I’m not sure how important the Guiding Principles were to Paul’s work as Team Leader. But the act of writing them was certainly important to me. The exercise forced me to think about the greater goals and impact that we might achieve through community cooperation and by thinking through the life-cycle applications of the Guide. It also allowed me to “name the game” internally, to point out that NSA’s “cultural trap” (every organization has them) was “intellectual arrogance”.
This general idea of “Guiding Principles” has stayed with me the rest of my career, sometimes written down, sometimes not. For example, after retirement, when I eventually took over the Critical Security Controls project from SANS, the first thing I did was write down Guiding Principles for Development of the Critical Controls – a tradition that continues today at the Center for Internet Security. The general idea is to establish the Principles - with the Team - up front, and use them as a reminder of what we are trying to achieve, to define foundational behavior, and to show how to resolve disputes.

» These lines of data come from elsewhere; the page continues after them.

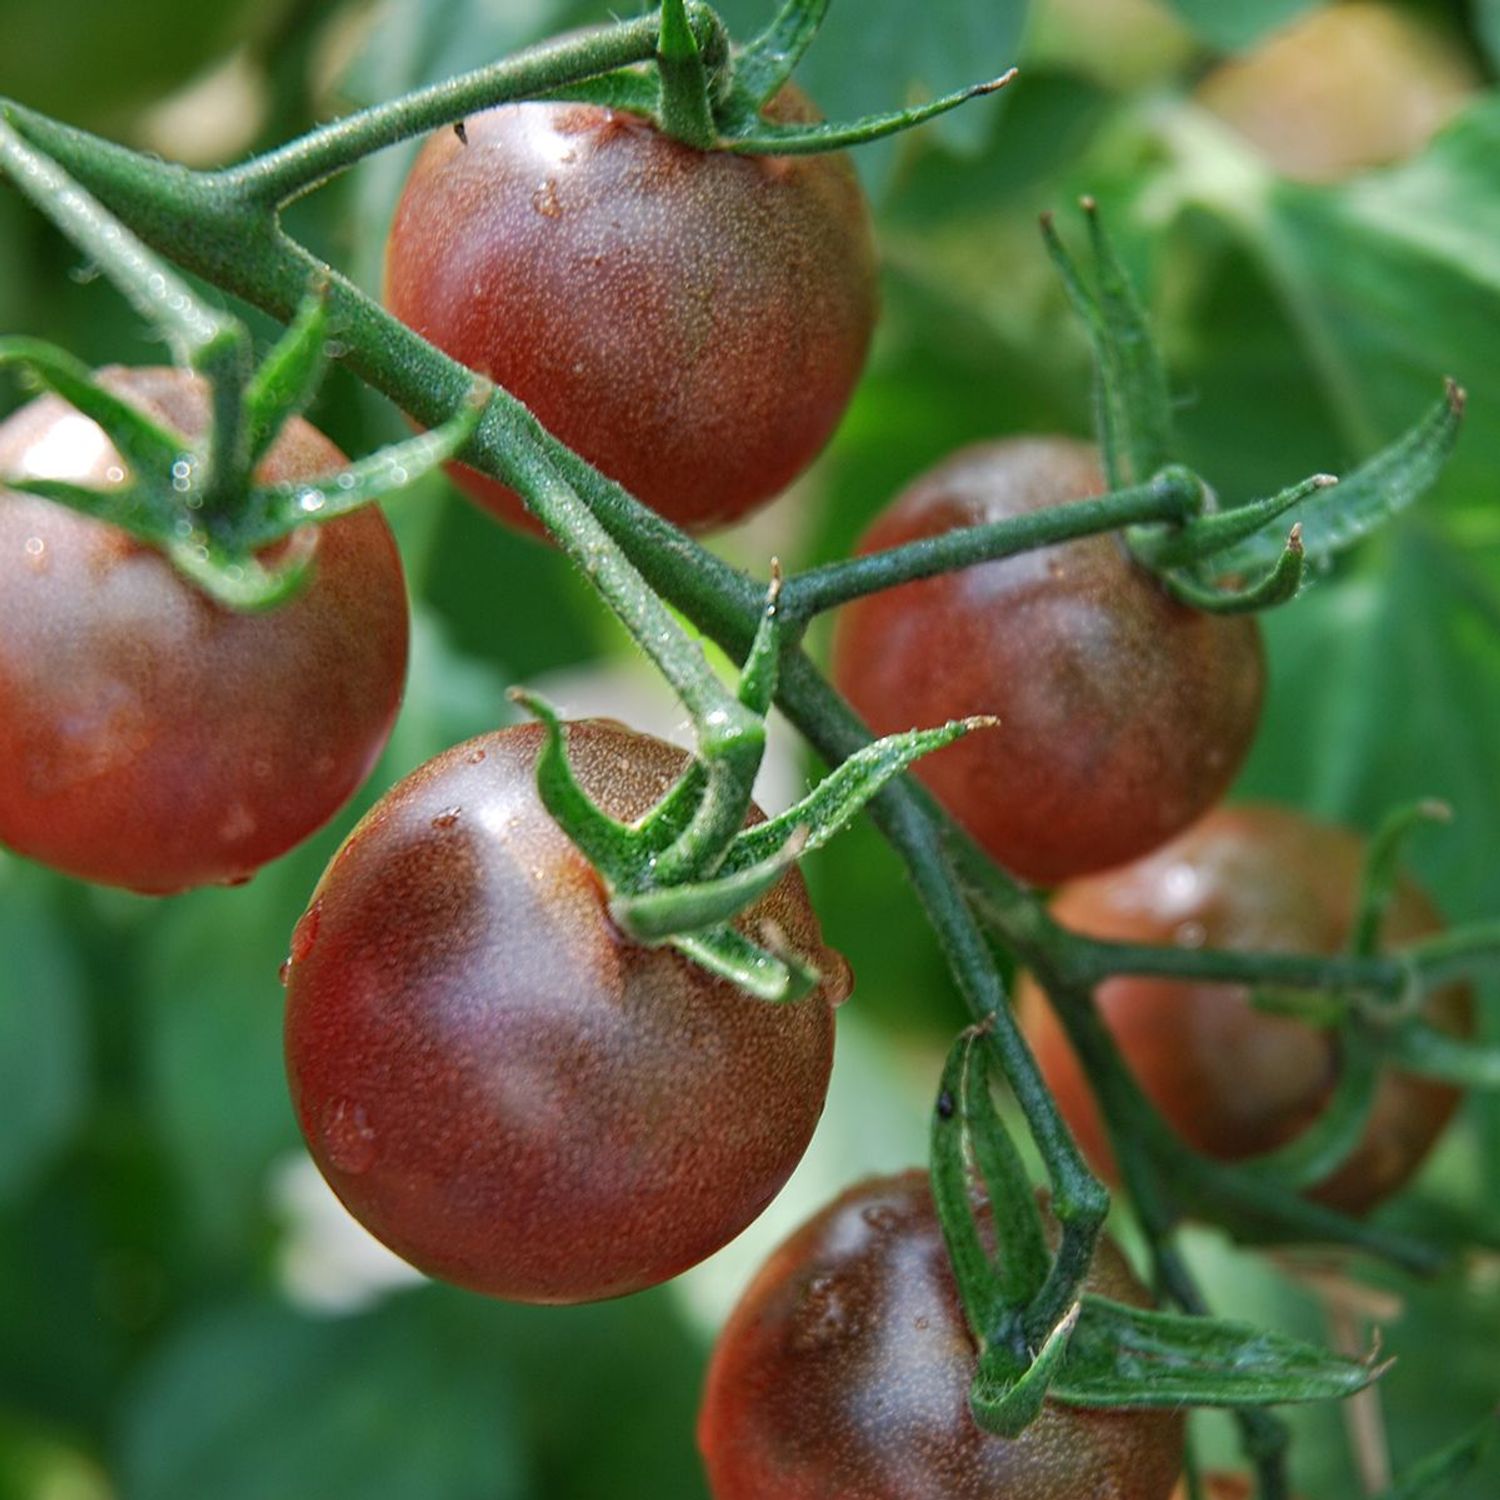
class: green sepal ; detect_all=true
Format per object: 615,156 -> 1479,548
1390,1023 -> 1500,1089
931,1029 -> 1042,1345
738,562 -> 787,718
1042,202 -> 1175,491
1162,527 -> 1305,614
668,924 -> 818,1003
611,828 -> 806,941
634,762 -> 709,855
0,337 -> 183,482
1052,1296 -> 1385,1408
508,690 -> 641,876
969,1303 -> 1082,1438
1381,1412 -> 1500,1500
656,0 -> 717,149
731,0 -> 829,106
244,283 -> 333,467
715,71 -> 1017,155
725,717 -> 996,873
164,528 -> 317,612
1353,800 -> 1451,960
242,385 -> 489,546
1211,382 -> 1466,577
1131,472 -> 1336,571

I did something similar when I joined the Center for Internet Security in 2015. Here’s a version of the original Principles, but with “Notes” added sometime in 2016 or after.
And please enjoy a chuckle at my last note, “tell me who to schmooze”. A treasured gift (from a treasured colleague) on my book shelf is “The Golden Rule of Schmoozing - The Authentic Practice of Treating Others Well”. One quote: “Schmoozing is the Golden Rule at full throttle.”
Maybe I do have a management philosophy after all.
Thank you for this important work, Tony! It's a great example of scaling expertise to help more people and organizations.
Thanks for this story Tony. So much of what you were doing 25 years ago serves as a model for what we’re doing today w our smaller businesses and nonprofits. Key is finding win-win-win-win ways to get people in the door - what’s in it for them.